Maybe, but that only makes sense if you think that that candidate’s voters will mostly shift to you, not to your opposition. In other words, if your candidate is mostly like them except for the tech-bro-ness. Who would that be? Is that even an answerable question?

Doesn’t that happen in partisan primaries, too? In pretty much every primary, I hear people saying “I like X better, but Y has a better chance against Z in the general”.

Not by me, but I don’t have a team of researchers at hand and I assume folks that could pick up liberal/progressive votes like Steyer and Becerra do. It doesn’t matter if you don’t get all of them or even a majority of them - just that you get a plurality. So it comes with a calculated risk, but if the team says you might pull that off it becomes a risk worth investing money into.

Especially if you have enough money in your campaign that you can just add this on, rather than switching funds from some other strategic effort to this one.

(I may have already said this before, sorry) California could easily solve this problem by having the top four vote getters qualify for the general instead of the top two. Then using ranked choice voting in the general.

Alaska has given us the template.

That’d be acceptable to me, but I don’t think the current system is actually a problem. At least, not a problem the state needs to fix. It is a problem for the Democratic Party, which is not organized enough to limit how many candidates can run as a Democrat. Now I don’t have a problem with the state making it easier for Democrats to make it through to general elections, just recognizing that the state doesn’t have a duty to help parties figure out their candidates.

Yes, it’s not at all unique to this kind of primary.

Ranked choice seems like a way to go if people understand it. If el donald can cultivate enough ignorance and spread enough disinformation to discredit ordinary, traditional vote counting, imagine what he could get the cult to think about ranked choice.

Just to be nitpicky: Ranked choice isn’t a voting system; it’s a whole category of voting system.
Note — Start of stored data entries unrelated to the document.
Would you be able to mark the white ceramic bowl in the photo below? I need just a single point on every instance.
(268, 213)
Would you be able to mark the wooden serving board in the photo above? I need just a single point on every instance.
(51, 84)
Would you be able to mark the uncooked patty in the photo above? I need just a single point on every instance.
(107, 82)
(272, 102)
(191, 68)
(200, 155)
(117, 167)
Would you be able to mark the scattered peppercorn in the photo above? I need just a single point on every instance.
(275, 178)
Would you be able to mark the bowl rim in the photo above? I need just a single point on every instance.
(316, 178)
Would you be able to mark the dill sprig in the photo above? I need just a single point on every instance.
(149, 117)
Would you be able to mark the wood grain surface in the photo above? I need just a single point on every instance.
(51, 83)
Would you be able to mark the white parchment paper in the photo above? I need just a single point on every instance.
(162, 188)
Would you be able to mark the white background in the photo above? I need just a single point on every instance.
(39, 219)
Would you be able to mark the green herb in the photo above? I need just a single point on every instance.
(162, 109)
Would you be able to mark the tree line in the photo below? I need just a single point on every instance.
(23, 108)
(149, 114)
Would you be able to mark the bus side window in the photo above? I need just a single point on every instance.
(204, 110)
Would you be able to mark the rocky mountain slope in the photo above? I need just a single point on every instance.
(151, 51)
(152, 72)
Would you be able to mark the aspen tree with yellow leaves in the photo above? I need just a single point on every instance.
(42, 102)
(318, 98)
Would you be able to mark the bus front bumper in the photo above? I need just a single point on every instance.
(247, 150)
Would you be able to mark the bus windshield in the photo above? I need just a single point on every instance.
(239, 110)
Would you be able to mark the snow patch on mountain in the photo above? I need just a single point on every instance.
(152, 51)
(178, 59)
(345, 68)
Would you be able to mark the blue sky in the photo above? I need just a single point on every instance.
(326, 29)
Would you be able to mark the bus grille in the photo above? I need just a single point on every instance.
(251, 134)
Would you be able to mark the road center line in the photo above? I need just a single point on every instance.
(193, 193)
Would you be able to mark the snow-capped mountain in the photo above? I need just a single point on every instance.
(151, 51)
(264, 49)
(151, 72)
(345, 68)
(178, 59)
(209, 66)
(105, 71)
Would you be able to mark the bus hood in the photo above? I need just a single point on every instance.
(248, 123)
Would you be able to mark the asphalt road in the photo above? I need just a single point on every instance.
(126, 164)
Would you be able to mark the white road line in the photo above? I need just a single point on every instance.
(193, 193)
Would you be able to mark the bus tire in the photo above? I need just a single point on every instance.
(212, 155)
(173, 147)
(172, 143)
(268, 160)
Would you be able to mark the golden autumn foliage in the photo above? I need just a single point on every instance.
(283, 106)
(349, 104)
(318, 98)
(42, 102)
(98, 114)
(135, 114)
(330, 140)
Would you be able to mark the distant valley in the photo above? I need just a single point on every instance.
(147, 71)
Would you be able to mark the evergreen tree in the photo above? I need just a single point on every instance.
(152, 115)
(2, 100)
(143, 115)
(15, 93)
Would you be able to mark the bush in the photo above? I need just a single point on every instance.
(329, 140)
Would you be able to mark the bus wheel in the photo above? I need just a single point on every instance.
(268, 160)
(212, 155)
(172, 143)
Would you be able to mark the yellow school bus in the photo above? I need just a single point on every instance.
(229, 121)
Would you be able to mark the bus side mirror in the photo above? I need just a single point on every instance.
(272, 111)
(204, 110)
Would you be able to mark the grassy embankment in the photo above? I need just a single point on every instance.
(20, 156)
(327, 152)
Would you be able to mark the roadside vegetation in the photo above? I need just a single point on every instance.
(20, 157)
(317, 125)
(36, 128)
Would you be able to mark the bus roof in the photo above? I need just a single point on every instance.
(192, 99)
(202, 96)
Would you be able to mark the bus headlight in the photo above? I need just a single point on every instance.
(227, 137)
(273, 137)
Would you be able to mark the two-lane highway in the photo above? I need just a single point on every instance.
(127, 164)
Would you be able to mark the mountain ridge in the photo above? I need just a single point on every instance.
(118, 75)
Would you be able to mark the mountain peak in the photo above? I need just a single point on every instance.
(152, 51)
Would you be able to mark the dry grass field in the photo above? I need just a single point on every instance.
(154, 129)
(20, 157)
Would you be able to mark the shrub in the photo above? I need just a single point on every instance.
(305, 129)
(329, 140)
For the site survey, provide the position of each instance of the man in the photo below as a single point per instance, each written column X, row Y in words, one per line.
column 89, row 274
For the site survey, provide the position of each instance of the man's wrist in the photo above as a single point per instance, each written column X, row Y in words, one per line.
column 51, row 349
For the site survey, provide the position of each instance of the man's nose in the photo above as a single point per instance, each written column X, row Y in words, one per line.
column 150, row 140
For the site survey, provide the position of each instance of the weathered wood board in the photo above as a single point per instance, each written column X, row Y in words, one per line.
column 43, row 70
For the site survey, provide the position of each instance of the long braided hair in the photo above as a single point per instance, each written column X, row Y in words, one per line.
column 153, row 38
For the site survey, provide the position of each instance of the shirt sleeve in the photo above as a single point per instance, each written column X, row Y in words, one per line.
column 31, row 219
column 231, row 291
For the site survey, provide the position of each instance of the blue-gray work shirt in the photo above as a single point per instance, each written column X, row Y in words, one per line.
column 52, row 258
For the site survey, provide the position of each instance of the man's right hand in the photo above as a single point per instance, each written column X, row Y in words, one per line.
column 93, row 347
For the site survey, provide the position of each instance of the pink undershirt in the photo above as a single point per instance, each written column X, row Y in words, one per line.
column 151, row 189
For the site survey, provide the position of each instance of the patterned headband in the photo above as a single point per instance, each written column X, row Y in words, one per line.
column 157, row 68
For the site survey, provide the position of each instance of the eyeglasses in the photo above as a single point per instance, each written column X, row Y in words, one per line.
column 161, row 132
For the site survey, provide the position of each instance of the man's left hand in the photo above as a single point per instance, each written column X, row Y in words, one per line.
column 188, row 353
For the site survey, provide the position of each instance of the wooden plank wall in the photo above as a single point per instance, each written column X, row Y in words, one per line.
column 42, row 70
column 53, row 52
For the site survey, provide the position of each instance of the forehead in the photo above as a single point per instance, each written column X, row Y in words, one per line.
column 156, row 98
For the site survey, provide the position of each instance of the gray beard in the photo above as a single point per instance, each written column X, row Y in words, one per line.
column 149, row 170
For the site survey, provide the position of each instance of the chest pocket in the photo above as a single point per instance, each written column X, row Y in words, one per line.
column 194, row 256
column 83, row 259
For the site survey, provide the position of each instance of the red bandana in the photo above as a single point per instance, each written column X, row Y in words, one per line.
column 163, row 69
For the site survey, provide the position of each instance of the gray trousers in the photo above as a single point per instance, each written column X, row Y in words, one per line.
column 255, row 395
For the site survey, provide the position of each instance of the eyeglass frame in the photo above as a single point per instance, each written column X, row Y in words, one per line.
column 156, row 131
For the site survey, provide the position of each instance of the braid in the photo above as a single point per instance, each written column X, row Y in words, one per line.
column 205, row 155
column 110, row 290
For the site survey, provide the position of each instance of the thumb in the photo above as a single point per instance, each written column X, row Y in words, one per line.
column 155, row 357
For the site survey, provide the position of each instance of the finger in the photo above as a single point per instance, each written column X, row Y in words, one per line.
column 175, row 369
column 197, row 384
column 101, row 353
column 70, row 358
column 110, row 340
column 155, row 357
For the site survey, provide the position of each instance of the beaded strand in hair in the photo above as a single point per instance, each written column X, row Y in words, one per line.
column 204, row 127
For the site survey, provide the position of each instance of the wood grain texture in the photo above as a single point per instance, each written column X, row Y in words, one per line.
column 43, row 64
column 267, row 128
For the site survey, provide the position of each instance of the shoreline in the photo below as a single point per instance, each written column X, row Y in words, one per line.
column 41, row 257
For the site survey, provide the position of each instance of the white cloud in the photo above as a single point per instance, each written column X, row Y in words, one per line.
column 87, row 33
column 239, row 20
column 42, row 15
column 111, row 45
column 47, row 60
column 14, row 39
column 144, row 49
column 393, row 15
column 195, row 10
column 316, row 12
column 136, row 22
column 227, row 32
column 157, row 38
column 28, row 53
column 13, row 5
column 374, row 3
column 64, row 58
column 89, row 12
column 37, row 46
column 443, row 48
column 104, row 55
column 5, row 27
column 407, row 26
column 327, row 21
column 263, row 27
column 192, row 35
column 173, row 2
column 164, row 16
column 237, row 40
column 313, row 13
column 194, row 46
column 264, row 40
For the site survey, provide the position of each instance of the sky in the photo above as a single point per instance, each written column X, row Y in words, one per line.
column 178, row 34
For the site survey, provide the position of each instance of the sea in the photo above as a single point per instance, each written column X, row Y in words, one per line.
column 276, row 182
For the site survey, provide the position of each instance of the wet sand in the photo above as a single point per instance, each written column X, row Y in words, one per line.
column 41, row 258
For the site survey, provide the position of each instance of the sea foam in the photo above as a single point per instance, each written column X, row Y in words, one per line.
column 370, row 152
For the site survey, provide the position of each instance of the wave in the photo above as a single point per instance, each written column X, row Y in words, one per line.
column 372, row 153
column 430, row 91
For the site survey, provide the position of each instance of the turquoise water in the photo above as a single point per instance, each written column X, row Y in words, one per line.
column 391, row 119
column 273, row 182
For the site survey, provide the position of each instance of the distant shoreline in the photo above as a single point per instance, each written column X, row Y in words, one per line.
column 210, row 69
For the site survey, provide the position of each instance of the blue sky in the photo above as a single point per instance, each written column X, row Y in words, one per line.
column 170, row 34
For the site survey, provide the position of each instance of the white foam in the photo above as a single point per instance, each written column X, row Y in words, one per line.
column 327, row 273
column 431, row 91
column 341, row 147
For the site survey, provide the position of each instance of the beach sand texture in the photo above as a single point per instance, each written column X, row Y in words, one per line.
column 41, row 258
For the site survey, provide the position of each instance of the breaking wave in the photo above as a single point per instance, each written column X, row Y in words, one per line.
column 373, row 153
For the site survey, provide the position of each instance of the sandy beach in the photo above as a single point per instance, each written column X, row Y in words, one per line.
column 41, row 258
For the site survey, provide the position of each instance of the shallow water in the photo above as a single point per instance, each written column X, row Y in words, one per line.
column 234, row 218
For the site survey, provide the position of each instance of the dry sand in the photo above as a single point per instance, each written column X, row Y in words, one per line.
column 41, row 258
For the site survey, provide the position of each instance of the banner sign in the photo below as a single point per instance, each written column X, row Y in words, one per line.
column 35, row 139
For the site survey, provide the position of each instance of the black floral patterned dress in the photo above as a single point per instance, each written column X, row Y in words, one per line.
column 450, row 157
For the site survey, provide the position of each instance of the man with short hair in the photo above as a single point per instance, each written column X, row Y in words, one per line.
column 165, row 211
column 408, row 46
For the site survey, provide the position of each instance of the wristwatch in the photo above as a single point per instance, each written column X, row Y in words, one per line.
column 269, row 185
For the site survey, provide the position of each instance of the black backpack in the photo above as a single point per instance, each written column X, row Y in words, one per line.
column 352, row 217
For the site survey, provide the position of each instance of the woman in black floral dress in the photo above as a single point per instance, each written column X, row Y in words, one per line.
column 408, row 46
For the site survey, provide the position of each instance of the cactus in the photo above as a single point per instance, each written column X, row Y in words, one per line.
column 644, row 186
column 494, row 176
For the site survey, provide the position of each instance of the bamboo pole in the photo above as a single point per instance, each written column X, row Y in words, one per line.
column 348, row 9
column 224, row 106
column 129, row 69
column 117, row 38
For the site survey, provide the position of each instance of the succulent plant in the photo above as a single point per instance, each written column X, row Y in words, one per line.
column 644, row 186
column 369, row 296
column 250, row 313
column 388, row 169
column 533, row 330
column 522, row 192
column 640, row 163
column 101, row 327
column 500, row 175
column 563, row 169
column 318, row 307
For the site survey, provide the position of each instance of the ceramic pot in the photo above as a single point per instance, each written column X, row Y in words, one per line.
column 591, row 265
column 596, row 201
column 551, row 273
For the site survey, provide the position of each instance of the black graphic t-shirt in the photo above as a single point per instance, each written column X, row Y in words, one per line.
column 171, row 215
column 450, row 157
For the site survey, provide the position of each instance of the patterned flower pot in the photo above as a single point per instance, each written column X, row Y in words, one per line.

It just means that you put the full list of candidates in the order that you prefer: “So-and-so is my first choice, then this other person, then this one, then that one”. Once you have that information on everyone’s preferences, there are a lot of possible ways to use that information to determine a winner. Practically speaking, it’s usually IRV (Instant Runoff Voting), just because that’s the easiest one to explain, and it’s important for voters to understand the voting system. But it could also be a Condorcet system, or a point-value system, or a variety of other possibilities.

No voting system is perfect: A mathematician named Arrow rigorously proved that. In any voting system with more than two candidates, there will be situations where, if each individual voter votes in such a way as to maximize the expected value of the outcome to them, the final winner will nonetheless not reflect the highest total value to the voters. But some are better than others. IRV is better at reflecting the will of the voters than plurality-wins, the system we usually end up with in the US, but it’s worse than Condorcet (whose main problem is that only nerds understand it).

Another option that doesn’t get nearly enough attention is approval voting. There, you have a check box in front of every name on the ballot, and you can check off as many or as few as you like. The candidate who’s approved of by the largest number of voters is then the winner. This system also does very well at reflecting the true views of the voters, while also being even simpler to understand than IRV.

The city of St. Louis has been using approval voting in its primaries since 2021 (top two advance) and it is indeed a good system for a crowded primary.